工場在庫と営業在庫

2021年12月10日更新

工場在庫や営業在庫というのは、管理する主体や在庫の管轄部門で在庫を分類する場合の区分例のひとつです。要は誰がその在庫数量の決定権や廃棄する権限を持っているか、棚卸は誰の責任でやることになるかということです。営業在庫なら営業部門からそれらの権限を持っている、ということになります。分かりやすい区分なのでよく使われますが、在庫全体を統括する部署がないと、安全在庫の設定方法から運用方法までバラバラなものとなり、同じ製品を工場在庫と営業在庫それぞれで持っていることもあります。商社や卸売、小売ではこうした区分はあまり使われない為、製造業やメーカーに固有の問題の一つです。

工場在庫と営業在庫の違い
工場在庫 営業在庫
工場や製造部門、生産管理部門が管理する在庫。 営業部門が管理する在庫。営在(えいざい)とも言う。

在庫の区分を目的によってこのように分けてうまく住みわけを実現している会社もあります。例えば、受注から出荷までの回転に必要な在庫だけを営業在庫として管理し、受注変動の不確実性を吸収したり、生産ロットの関係で発生する在庫は工場在庫として持つ、というパターンです。

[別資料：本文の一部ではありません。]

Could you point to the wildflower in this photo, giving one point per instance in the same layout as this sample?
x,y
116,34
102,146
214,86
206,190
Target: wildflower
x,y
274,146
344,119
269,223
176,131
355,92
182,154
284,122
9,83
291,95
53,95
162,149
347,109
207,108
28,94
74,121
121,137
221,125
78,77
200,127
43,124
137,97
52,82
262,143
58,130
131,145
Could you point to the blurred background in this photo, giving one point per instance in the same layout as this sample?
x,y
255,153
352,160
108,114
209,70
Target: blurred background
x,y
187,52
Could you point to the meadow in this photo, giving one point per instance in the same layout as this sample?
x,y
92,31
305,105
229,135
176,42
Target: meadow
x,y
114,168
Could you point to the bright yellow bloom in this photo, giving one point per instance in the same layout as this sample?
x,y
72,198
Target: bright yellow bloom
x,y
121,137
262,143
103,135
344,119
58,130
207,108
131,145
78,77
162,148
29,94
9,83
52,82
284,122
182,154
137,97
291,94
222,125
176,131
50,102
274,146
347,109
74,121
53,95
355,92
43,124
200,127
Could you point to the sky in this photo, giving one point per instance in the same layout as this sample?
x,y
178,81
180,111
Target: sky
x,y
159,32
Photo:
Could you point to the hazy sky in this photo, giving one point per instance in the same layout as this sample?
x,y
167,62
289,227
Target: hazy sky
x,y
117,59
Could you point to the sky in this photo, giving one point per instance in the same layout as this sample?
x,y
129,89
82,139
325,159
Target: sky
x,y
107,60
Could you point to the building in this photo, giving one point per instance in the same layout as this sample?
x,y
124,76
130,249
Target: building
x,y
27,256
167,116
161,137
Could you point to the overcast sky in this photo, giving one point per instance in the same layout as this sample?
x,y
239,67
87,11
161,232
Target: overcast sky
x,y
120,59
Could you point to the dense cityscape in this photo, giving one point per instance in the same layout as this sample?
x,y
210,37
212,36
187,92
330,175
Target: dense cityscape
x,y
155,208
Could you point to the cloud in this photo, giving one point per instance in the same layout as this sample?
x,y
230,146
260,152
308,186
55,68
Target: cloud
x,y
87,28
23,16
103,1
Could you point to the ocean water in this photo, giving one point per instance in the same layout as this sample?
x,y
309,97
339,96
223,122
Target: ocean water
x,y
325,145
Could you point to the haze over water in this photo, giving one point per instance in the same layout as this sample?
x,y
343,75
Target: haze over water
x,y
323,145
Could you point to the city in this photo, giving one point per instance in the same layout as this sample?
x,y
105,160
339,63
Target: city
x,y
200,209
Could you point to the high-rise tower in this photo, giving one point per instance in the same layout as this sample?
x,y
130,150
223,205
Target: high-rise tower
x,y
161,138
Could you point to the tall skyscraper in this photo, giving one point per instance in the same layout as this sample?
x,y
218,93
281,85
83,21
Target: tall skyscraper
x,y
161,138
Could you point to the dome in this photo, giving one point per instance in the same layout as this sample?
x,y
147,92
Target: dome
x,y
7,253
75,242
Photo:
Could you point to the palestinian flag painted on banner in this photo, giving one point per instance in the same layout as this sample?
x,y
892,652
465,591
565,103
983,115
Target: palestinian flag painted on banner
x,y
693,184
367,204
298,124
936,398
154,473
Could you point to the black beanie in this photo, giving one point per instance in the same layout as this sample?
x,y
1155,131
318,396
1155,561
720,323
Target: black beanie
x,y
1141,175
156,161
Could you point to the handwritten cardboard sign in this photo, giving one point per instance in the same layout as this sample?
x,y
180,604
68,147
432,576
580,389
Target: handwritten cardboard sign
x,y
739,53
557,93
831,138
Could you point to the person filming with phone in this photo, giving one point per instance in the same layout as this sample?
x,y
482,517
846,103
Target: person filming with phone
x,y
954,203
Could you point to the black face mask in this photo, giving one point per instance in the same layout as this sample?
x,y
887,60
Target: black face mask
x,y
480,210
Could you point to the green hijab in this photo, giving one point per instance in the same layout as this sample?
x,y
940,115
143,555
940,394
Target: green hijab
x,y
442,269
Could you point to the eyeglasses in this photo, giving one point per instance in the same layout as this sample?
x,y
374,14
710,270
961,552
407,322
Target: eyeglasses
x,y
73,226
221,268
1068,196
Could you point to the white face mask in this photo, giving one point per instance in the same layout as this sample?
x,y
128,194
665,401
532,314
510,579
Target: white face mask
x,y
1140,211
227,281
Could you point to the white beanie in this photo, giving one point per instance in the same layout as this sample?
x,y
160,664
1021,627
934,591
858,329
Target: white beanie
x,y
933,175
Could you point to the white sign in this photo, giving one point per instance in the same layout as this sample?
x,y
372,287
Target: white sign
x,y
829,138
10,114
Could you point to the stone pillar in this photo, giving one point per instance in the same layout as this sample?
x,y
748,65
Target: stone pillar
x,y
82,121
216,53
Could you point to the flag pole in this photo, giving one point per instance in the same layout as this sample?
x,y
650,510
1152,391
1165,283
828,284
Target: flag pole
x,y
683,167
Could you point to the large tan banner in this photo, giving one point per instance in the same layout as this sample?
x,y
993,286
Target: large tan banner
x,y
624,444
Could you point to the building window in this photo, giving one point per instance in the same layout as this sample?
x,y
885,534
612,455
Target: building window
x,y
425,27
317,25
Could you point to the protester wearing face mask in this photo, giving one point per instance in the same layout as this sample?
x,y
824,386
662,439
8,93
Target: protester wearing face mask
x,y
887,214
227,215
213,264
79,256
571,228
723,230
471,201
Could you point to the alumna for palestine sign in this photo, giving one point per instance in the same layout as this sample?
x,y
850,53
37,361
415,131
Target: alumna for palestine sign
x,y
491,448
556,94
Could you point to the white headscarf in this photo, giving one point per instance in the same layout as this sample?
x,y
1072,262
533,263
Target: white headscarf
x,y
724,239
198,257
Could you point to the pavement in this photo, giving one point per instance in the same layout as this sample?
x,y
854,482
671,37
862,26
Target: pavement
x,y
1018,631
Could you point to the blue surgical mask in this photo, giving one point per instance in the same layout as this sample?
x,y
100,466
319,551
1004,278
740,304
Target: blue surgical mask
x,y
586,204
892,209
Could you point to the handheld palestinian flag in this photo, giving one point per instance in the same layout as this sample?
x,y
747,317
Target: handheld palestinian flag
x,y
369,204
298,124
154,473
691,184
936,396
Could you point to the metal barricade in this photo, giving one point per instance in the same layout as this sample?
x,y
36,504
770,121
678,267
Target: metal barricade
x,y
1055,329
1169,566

一方、品目によって完全に分離して運用する場合もあります。例えば工場在庫は自社での製造品の在庫で、営業在庫は他社からの仕入れ品の在庫という分け方で運用する方法です。この場合は同一品を工場と営業で並行して持ってしまうという心配はありません。

会社によって使い方が違う在庫になりますので、何を意味しているのかは個々に確認が必要なものといえます。いずれにしても、営業在庫と工場在庫という具合に在庫区分を分離すると、管理する部門が分かれるので一つの部署へ負荷がかかりすぎることを防ぐということはできますが、会社全体の在庫運用方針の策定が難しく、全体として在庫をどれだけ削る必要があるのかという意思をもって在庫低減に取り組むということはできなくなります。

また営業部門の多くは売上や利益が目標やノルマになります。CCC(キャッシュコンバージョンサイクル)に特段の価値や目標を設定していない限り、在庫が増えることのデメリットはなく、むしろ欠品によって失注したり、顧客の信頼を失うほうを恐れますので、在庫はとにかく多めに持つ傾向があります。反対に、受注から出荷に必要な回転在庫しか持たないという方針の場合は、極端に在庫を絞り込むというケースもあります。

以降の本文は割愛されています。